Warum wurde die Förderung gestoppt?
Der Stopp der Förderung ist auf die hohe Nachfrage seitens der Kommunen zurückzuführen. Die bereitgestellten Mittel für die Jahre 2025 und 2026, die jeweils 75 Millionen Euro betrugen, sind vollständig mit Anträgen belegt. Dies zeigt, wie dringend die Kommunen auf finanzielle Unterstützung angewiesen sind, um ihre Klimaziele zu erreichen. Die KfW hat jedoch betont, dass bereits eingegangene Anträge weiterhin bearbeitet werden und Förderzusagen erteilt werden können, sofern die Förderfähigkeit gegeben ist und noch Bundesmittel zur Verfügung stehen.

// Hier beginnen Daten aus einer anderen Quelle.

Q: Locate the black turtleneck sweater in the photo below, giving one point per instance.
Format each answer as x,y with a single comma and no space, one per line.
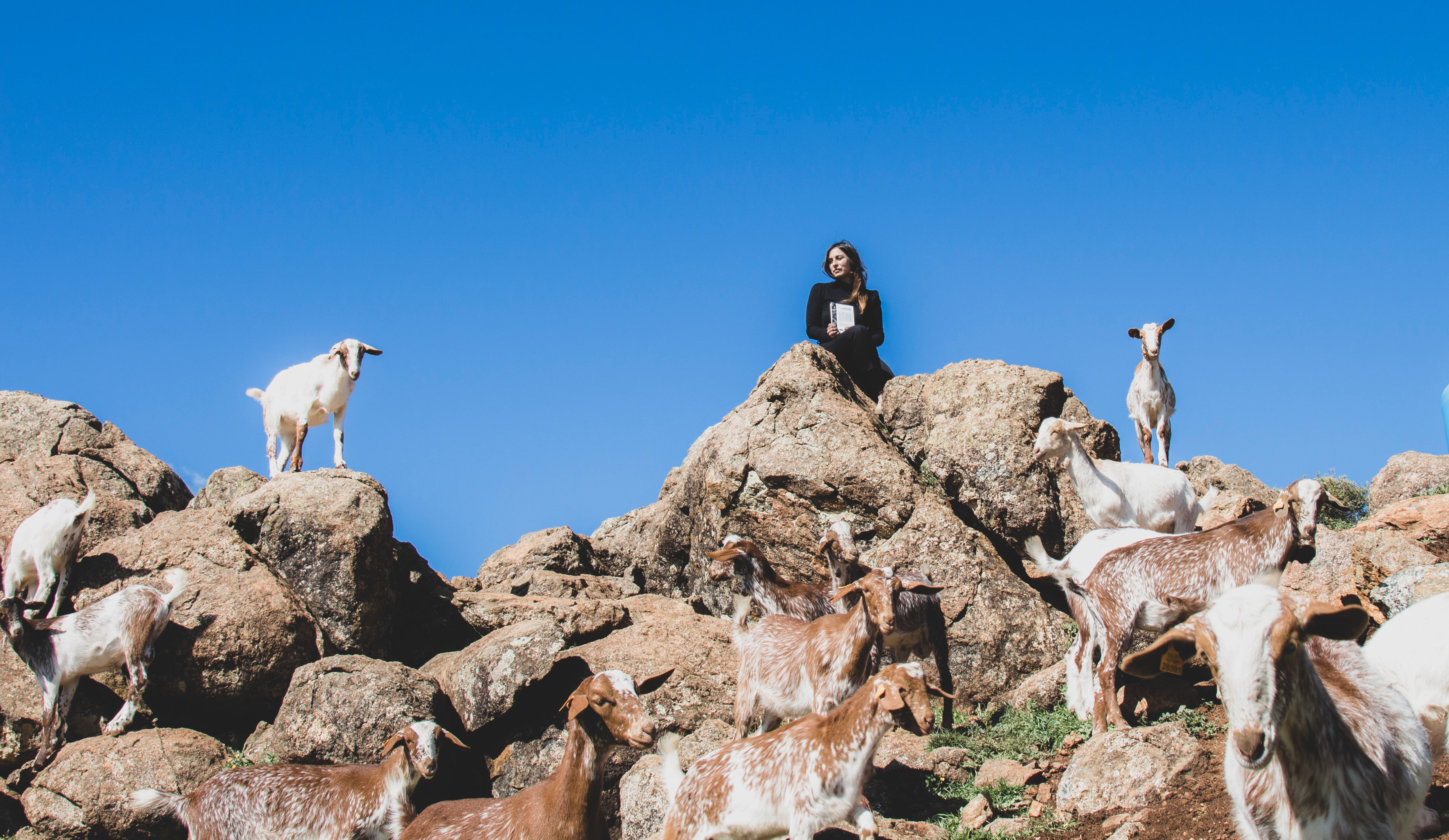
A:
818,312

Auswirkungen auf die Immobilienwirtschaft
- Datum: 28. Mai 2026
- Förderstopp: KfW 432
- Bereits bewilligte Zuschüsse: unberührt
- Ziel: Klimaneutralität bis 2045
- Bundesmittel: 75 Mio. Euro für 2025 und 2026
Der Förderstopp hat unmittelbare Auswirkungen auf die Immobilienwirtschaft. Viele Kommunen und Investoren hatten sich auf die finanzielle Unterstützung verlassen, um notwendige Sanierungsmaßnahmen durchzuführen. Ohne diese Mittel könnte es zu einer Verzögerung oder gar Streichung geplanter Projekte kommen, was nicht nur die Bauwirtschaft, sondern auch die gesamte Immobilienbranche betrifft. Die Unsicherheit über zukünftige Fördermittel könnte zudem dazu führen, dass Investoren zögerlicher werden, was sich negativ auf die Marktpreise auswirken könnte.
Die Rolle der Gebäude-Energieberater
Gebäude-Energieberater spielen eine entscheidende Rolle bei der Umsetzung von energetischen Sanierungsprojekten. Sie helfen Kommunen und Eigentümern, die richtigen Maßnahmen zu identifizieren und die Fördermöglichkeiten optimal zu nutzen. Mit dem Stopp der Förderung könnte die Nachfrage nach diesen Beratern jedoch zurückgehen, da viele Projekte ohne finanzielle Unterstützung nicht realisierbar sind. Dies könnte langfristig auch die Qualifikation und Verfügbarkeit von Energieberatern beeinflussen, da weniger Aufträge zu einem Rückgang der Ausbildungsplätze führen könnten.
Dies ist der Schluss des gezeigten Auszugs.